Parshat Behukotai sets up a seemingly straightforward dichotomy between keeping mitzvot and getting reward, versus not keeping mitzvot and being punished. What’s striking is the ratio of the reward to punishment. While there are only a handful of verses promising reward, there are nearly three times as many verses describing the punishment. What’s more, the punishments are somewhat out of proportion to the potential rewards (e.g. getting a nice rainfall versus eating the flesh of one’s children).
Perhaps there is a sort of “Anna Karenina principle” at work here: all successful situations are similar in that they require a multitude of factors to be there and to work together to produce a positive result. When things go wrong, however, every adverse outcome is unique, with its own causes and consequences.
I think that there is an interesting detail in the parsha that perhaps casts this in a different light.
In the middle of enumerating some of the harshest punishments, God pledges to remember his covenant with Jacob, Izhak, and Abraham. Not only is the order of the forefathers reversed here, but there is an extra letter, a “vav,” which is added to Jacob’s name, making it the only time in Humash that Jacob’s name is spelled with a vav (there are 4 other instances in Tanah where this happens).
Rashi explains these unique occurrences in the text in typically cryptic fashion, such that the explanation is more puzzling than the initial irregularity. Rashi says that for every time Jacob’s name is spelled with a “vav,” the name of Eliyahu ha Navi is spelled without a “vav” (ie Eliyah). Indeed there are 5 instances of Eliyahu being called Eliyah and of Jacob’s name spelled with the extra “vav.” Rashi then says that what is happening is that Jacob is taking the letter (or sign; “ot” means both in Hebrew) from Eliyahu as a pledge (iravon) that he will come and proclaim the good tidings of the redemption of Jacob’s descendants.
There are dozens of ways to think about the text here, and to try to understand what Rashi is saying, but I want to think about it in the context of where it appears in Humash, in a passage that portends the darkest experience in Jewish history. What are Rashi, and the Midrash that he cites, trying to tell us about the Jewish experience and about redemption?
First of all, the letter or sign the Jacob borrows from Eliyahu is a particularly potent one. Vav not only looks like a staff or stick, but this letter actually appears at every corner of the Torah scroll column as a reminder of the vavim, or handles, that helped carry the Mishkan from place to place. So we can think of this as Jacob taking Eliyahu’s staff, in a sense, much like Tamar takes the staff of Yehuda (also as an iravon, incidentally).
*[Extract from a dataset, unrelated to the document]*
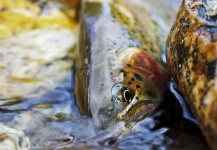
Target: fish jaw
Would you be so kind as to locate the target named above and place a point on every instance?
(147, 82)
(138, 111)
We see in the Torah that a staff can be an instrument of working miracles (think Moshe’s staff for example), but it can also be a very practical tool that can help measure distances, build buildings like the Beit HaMikdash, and help to physically transport the Aron HaKodesh. It is interesting that if one looks for a contrast between the lives of Jacob and Eliyahu it is precisely this difference, between the prophetic and miraculous and the mundane and practical. Eliyahu is, after Moshe, the prophet par excellence, to the point that he essentially forces God to perform a miracle by pitting his word against the false prophets of baal. Jacob lives in a time when there is no prophesy. God does not even speak to people directly, not even once save for two dreams at the beginning and end of Jacob’s life. Jacob spends his life toiling in whatever work that he is in, with a dogged determination to get what’s his and count himself blessed.
I think that this act of passing the staff from Eliyahu back to Jacob, in anticipation of redemption at the darkest time in Jewish history, is telling us something interesting about what redemption means for Jews, which in turn helps explain the apparent discrepancy between the blessings and the punishments that befall us. Many religions have end-of-days prophecies and usually its something grand and otherworldly. If you look at eschatological prophecies in Judaism, however, they are more often than not remarkably mundane (e.g. having nice rainfall and gathering your harvest; cattle grazing peacefully; being able to defend yourself from enemies; old men and women will sit in the streets of Jerusalem (Zeharia); Jewish couples will get married in Jerusalem (Jeremayah), etc).
The vision that we, and more importantly God, has for Jewish redemption is remarkably modest in its goals and perhaps also in its implementation. Rather than seeking to conquer the world with our ideas or by the sword, we, as Jacob, lay claim only to what is rightfully ours no more no less. The unprecedented message of the Torah is that this is actually the ultimate blessing.